No cóż, Kolego. Jestem przekonany, że nie będzie to miało miejsca. Z różnych powodów. I nie warto ich wszystkich tutaj przytaczać. Wystarczy jeden – koszt. Przypomnę, że nie jest to aktualizacja darmowa.

Wracając do Auro.

Dobrym przykładem, prezentującym różnicę między Auro-3D, a 2D jest jeden z fragmentów filmów, zawartych na płycie „AURO-3D 2014 Demonstration Disc”. Chodzi o fragment filmu „Turbo”. Tak, to ta kreskówka o ślimakach. ;) A chodzi o scenę, gdzie główny bohater, ślimak o imieniu Turbo, spogląda w nocne niebo. Widzi świecący punkt, który stopniowo przybliżając się, powiększa się, aby przeistoczyć się w potężnego, czterosilnikowego odrzutowca przelatującego nad naszą głową. Efekt dźwiękowy jest niesamowity. Nad głową przewala się wręcz lawina dźwięku ścieląc całą szerokość sufitu. Szerokość sceny dźwiękowej jest tak duża, że wydaje się, iż boczne ściany ograniczają jej rozmiar. Co nie znaczy, że Atmos, nie przedstawiłby tej sceny nie mniej spektakularnie. Tyle tylko, że z pewnością inaczej – głośniki przednie sufitowe, zamiast górnych przednich. Często jest też tak, że tego typu efekty ograniczone zostają szerokością rozstawu głośników między sobą. Ale tutaj, oprócz głośników frontowych, mamy jeszcze głośniki górne przednie, co na pewno potęguje efekt. Tyle, że to tryb 3D. W opcji 2D, jest troszkę słabiej. Dźwięk stał się delikatnie wycofany, lekko stłumiony i zawężony, już nie tak podniosły i dobitny. Niemniej jednak, robiący wciąż wrażenie. Lecz, wbrew pozorom, nie jest to aż tak duża różnica, jak moglibyśmy się spodziewać po braku górnych głośników. Jednak wychwytywalna.
Proszę też pamiętać, że swoje doświadczenia opisałem na konfiguracji 9.1. Optymalną jest 10.1. Do pełni zadowolenia czeka mnie jeszcze zakup przynajmniej monofonicznej końcówki mocy i głośnika, który zasili kanał sufitowy (Top), zwany też Głosem Boga – VOG. I to będzie ostateczność i maksymalne wykorzystanie obecnego amplitunera w Auro.
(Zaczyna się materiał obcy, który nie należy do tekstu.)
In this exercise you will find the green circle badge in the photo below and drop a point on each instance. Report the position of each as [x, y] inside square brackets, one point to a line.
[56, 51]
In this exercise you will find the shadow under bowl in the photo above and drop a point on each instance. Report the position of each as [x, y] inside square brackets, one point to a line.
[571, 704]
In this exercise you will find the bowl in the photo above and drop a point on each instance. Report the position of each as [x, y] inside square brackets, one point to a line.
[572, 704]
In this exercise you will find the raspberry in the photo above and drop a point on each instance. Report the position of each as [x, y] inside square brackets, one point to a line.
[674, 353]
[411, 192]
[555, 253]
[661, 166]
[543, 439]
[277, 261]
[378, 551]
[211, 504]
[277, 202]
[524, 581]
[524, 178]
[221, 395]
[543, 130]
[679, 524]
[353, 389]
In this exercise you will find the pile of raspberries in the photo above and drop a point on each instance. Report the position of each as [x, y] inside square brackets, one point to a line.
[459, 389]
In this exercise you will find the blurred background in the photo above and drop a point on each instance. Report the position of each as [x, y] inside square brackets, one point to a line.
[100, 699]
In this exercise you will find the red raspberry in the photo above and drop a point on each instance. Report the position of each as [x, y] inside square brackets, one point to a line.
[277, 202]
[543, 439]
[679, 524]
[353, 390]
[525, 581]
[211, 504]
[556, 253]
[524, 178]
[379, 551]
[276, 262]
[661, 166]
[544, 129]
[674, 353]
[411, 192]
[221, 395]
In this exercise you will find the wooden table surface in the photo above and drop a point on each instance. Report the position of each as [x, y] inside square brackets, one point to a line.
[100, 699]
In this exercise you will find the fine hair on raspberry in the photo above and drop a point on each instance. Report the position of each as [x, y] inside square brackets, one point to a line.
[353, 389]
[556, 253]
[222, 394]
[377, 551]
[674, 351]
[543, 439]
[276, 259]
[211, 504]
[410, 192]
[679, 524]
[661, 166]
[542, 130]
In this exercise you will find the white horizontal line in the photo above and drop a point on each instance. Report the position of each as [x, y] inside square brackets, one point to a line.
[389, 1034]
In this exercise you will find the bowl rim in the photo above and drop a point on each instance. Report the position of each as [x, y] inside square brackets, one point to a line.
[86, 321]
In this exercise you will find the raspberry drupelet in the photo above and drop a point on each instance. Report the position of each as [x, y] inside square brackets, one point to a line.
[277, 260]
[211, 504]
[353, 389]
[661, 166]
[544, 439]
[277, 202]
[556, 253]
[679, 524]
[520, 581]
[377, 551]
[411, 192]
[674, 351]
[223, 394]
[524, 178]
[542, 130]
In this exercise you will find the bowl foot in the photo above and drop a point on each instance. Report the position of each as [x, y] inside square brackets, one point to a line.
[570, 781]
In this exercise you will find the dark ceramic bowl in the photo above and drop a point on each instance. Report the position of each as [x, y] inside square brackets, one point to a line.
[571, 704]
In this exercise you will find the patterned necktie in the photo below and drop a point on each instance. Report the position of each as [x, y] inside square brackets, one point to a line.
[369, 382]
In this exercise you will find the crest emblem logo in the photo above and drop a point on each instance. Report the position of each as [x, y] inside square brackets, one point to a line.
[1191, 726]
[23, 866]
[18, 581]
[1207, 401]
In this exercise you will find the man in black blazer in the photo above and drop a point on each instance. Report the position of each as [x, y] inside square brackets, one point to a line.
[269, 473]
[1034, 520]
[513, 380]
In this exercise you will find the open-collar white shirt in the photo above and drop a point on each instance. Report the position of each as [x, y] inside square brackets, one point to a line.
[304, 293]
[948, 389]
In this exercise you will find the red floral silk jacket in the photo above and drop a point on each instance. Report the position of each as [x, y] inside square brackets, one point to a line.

Na zakończenie, chciałbym przedstawić możliwości „współpracy” między poszczególnymi formatami.
Prezentuje to poniższe zestawienie.

Płyta w formacie Atmos:
Stereo
Dolby True-HD
Dolby Atmos/Surround
Dolby True-HD A-DSX(Height)
Auro-3D
Auro-2D-Surround
Multi Ch Stereo
Virtual

Płyta w formacie Auro:
Stereo
DTS-HD MSTR
DTS-HD + Neural:X
DTS-HD MSTR A-DSX(Height)
Auro-3D
Auro-2D Surround
Multi Ch Stereo
Virtual

Płyta w formacie Audio CD:
Stereo
Dolby Surround
DTS Neural:X
Auro-3D
Auro-2D Surround
Multi Ch Stereo
Virtual

Płyta w formacie DTS-HD MSTR:
Stereo
DTS-HD MSTR
DTS-HD + Neural:X
DTS-HD MSTR A-DSX(Height)
Auro-3D
Auro-2D Surround
Multi Ch Stereo
Virtual

Płyta w formacie DTS:X:
Stereo
DTS:X MSTR
Multi Ch Stereo
Virtual

Największe zaskoczenie przyniósł format DTS. Niby ta sama rodzina, a jednak. Jak widać, płyty formatu DTS:X są stworzone właściwie same dla siebie. Nie ma możliwości, aby można było odtworzyć je przez inny kodek, jak tylko swój własny. Taki samolub. ;) Natomiast Auro okazał się najwszechstronniejszym z nich wszystkich. Praktycznie możemy przepuścić przez niego wszystko.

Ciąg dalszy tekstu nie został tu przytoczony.